Bab 47 - Suara Yang Mencapai Cincin


Orlando dan Aku perlahan menyusuri jalan raya menuju desa selanjutnya. Sepertinya kami akan butuh lima hari lagi dengan berjalan kaki untuk sampai ke desa, kami maju terus sambil meluangkan waktu untuk latihan, sesekali Orlando melakukan latihan berpedang untuk membiasakan dirinya dengan pedang barunya.

Sepertinya bagian pedang dari pedang lamanya terkoyak di sana sini setelah pertarungan dengan si pria besar dan umur pedang itu juga hampir mencapai batasnya. Tak perlu heran, soalnya dia menggunakannya untuk menangkis kapak si pria besar.

Aku mengawasi Orlando menebas Goblin yang muncul di sepanjang jalan raya sambil membelai Meru. Dia kembali sambil memiringkan kepalanya.

「Ada apa?」 (Wazu)

「Tidak, itu mungkin hanya imajinasiku tapi tubuhku terasa ringan ketika aku menggunakan pedang ini」 (Orlando)

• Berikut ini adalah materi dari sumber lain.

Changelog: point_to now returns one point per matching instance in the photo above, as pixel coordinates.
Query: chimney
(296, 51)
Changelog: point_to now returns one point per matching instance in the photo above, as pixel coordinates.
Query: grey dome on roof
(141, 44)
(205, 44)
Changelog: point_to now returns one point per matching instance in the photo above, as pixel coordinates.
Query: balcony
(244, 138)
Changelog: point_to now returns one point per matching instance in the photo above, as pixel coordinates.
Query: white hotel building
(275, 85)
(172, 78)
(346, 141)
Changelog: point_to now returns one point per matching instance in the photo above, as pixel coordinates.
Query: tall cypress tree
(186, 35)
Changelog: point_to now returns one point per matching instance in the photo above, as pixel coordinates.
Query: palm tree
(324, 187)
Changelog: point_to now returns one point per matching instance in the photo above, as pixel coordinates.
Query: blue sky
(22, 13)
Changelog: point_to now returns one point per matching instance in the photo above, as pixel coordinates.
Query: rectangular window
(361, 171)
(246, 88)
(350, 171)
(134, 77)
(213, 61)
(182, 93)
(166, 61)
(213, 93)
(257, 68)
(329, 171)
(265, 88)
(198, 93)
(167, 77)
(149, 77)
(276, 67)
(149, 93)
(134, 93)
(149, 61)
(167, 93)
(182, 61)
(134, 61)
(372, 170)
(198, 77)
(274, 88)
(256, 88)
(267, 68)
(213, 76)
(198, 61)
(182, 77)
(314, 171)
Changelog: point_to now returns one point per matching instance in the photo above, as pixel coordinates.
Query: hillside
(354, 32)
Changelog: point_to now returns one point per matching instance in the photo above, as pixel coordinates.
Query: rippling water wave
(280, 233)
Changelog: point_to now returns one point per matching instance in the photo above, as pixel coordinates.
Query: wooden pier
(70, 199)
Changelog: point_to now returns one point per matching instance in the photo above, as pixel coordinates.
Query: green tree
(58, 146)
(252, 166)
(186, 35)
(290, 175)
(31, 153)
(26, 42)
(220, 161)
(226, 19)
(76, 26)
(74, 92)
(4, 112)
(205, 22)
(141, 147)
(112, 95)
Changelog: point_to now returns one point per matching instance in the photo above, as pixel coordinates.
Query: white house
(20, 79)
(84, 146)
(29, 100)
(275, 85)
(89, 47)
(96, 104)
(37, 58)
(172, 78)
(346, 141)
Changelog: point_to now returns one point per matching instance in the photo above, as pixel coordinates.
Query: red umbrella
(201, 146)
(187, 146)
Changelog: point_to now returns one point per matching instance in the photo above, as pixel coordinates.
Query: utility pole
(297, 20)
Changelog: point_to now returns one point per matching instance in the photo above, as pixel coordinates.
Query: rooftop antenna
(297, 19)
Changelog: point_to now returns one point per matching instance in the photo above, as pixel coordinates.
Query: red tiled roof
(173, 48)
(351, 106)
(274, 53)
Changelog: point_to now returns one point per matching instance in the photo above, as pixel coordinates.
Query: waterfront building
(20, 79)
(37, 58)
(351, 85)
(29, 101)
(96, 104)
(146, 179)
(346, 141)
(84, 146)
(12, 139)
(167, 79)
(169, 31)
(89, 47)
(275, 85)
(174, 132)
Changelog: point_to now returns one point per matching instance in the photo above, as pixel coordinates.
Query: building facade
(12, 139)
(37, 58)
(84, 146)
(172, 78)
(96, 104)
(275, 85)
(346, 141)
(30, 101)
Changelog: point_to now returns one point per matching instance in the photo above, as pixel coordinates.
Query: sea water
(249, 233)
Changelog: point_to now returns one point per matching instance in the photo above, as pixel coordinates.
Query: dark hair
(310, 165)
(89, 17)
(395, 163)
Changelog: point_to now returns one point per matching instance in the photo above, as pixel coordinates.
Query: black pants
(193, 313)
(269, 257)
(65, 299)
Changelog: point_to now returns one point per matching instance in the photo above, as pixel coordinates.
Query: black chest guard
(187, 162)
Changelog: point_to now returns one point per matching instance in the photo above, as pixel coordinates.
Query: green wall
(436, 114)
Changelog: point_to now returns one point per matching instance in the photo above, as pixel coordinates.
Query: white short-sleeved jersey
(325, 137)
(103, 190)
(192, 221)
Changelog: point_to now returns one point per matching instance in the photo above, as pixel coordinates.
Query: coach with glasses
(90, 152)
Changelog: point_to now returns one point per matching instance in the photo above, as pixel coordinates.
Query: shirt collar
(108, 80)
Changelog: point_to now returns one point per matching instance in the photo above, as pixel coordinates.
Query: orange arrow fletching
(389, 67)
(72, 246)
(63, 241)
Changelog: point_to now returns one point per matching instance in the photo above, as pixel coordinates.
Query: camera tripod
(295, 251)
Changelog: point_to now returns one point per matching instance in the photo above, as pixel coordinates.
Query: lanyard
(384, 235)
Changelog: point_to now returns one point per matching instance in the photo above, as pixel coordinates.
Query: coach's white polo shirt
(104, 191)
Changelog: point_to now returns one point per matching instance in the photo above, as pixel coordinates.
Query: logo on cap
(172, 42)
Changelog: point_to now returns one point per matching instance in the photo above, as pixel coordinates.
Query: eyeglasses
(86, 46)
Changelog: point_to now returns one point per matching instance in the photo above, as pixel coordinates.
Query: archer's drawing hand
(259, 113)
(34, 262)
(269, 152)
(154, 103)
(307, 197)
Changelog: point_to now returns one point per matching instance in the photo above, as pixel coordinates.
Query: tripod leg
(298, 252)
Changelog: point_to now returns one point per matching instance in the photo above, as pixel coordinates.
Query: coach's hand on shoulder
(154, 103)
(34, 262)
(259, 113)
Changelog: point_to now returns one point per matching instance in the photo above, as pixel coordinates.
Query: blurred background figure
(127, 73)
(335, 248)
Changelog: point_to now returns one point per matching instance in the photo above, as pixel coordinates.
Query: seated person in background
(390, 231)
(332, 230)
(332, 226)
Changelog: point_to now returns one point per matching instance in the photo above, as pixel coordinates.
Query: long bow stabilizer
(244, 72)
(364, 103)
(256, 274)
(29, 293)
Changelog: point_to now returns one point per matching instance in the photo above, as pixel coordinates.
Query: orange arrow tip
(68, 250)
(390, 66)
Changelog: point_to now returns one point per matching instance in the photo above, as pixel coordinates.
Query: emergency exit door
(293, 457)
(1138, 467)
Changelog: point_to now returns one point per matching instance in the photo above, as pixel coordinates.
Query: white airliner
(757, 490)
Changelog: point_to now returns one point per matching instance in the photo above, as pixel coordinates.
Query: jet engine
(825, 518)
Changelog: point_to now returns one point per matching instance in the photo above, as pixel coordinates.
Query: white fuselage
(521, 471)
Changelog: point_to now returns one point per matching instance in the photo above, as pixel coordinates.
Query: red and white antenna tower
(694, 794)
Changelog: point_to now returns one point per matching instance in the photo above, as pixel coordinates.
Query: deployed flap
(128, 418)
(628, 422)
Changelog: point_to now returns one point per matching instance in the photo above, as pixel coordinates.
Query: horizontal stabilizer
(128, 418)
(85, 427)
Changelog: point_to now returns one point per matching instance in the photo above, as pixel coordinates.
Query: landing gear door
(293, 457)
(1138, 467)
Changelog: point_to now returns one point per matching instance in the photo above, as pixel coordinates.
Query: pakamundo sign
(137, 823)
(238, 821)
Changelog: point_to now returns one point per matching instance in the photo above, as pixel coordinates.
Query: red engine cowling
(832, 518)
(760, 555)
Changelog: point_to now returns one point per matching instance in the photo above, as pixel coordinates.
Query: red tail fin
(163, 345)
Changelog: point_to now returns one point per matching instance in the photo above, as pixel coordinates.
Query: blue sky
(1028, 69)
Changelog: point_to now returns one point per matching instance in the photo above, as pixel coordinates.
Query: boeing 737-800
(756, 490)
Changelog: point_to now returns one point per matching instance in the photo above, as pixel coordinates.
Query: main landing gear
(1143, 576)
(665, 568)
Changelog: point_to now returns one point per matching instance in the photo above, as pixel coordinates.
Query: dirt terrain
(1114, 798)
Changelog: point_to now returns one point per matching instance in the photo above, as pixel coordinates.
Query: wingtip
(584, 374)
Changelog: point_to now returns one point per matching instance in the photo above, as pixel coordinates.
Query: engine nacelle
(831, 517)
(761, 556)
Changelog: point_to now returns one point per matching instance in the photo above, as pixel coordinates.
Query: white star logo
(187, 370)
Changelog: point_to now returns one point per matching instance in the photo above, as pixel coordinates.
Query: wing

Aku tidak bisa bilang dari penampilan, tapi jika Orlando yang memakai pedang merasa seperti itu, itu pasti benar. Kami tidak akan mendapatkan apapun dengan memikirkannya jadi kami mulai berjalan lagi ke desa berikutnya.

Kami hanya berjarak satu hari dengan berjalan kaki ke desa selanjutnya. Selagi berjalan dan mengobrol dengan Orlando, sebuah suara aneh mencapai telingaku.

「To.... ng.... ku....」

Hmm? Apa sekarang....? Aku memeriksa sekitar tapi tidak menemukan siapapun selain kami di sini. Orlando menatapku dengan tatapan aneh karena perilakuku yang tiba-tiba. Meru hanya tidur tanpa bereaksi. Kurasa itu hanya imajinasiku jadi aku terus berjalan begitu saja, tapi kali ini suara itu menjadi jelas.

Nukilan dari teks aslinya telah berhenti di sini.